Insider Trade Summary
| Type | Security | Shares | Price | Value |
|---|---|---|---|---|
| Other | Common Stock, $.10 Par Value | 19,138,233 | $0.00 | -- |
| Other | Common Stock, $.10 Par Value | 1,065,476 | $0.00 | -- |
| Other | Common Stock, $.10 Par Value | 297,913 | $0.00 | -- |
| Other | Common Stock, $.10 Par Value | 156,838 | $0.00 | -- |
Footnotes (1)
- Pursuant to the Agreement and Plan of Merger, dated as of February 5, 2026 (the "Merger Agreement"), by and among MasterCraft Boat Holdings, Inc. ("MasterCraft"), Marine Products Corporation ("Marine Products"), Titan Merger Sub 1, Inc., a direct wholly owned subsidiary of MasterCraft, and Titan Merger Sub 2, LLC, a direct wholly owned subsidiary of MasterCraft, at the First Effective Time (as defined in the Merger Agreement), each share of Marine Products' common stock, par value $0.10 per share, was converted into the right to receive $2.43 in cash, without interest, and 0.232 shares of MasterCraft common stock, par value $0.01 per share.

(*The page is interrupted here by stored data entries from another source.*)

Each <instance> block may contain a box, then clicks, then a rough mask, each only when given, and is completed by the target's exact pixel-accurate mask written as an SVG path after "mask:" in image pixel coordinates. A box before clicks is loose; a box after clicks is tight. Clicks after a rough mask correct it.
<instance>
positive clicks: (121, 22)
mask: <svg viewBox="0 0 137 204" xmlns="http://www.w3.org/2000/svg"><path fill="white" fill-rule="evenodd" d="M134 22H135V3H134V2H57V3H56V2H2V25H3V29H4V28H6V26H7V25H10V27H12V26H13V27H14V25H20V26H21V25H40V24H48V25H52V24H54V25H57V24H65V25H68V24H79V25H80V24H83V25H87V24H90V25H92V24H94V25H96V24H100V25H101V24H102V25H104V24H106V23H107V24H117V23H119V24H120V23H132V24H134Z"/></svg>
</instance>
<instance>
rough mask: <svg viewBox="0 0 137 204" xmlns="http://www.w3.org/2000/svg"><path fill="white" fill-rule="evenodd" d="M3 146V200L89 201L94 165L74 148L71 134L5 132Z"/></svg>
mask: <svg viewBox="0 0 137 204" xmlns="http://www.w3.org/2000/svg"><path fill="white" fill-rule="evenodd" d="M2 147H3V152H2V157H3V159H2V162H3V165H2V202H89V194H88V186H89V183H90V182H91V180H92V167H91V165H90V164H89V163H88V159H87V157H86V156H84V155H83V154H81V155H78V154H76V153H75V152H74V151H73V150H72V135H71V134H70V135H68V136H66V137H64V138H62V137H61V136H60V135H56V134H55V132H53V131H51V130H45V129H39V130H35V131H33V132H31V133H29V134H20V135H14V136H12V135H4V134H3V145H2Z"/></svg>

The market price of MasterCraft common stock was $24.64 per share at the close of business May 14, 2026. The reporting person disclaims for the purpose of Section 16 of the Securities Exchange Act of 1934 the beneficial ownership of such securities except to the extent of his pecuniary interest therein, and this report shall not be deemed an admission of such beneficial ownership.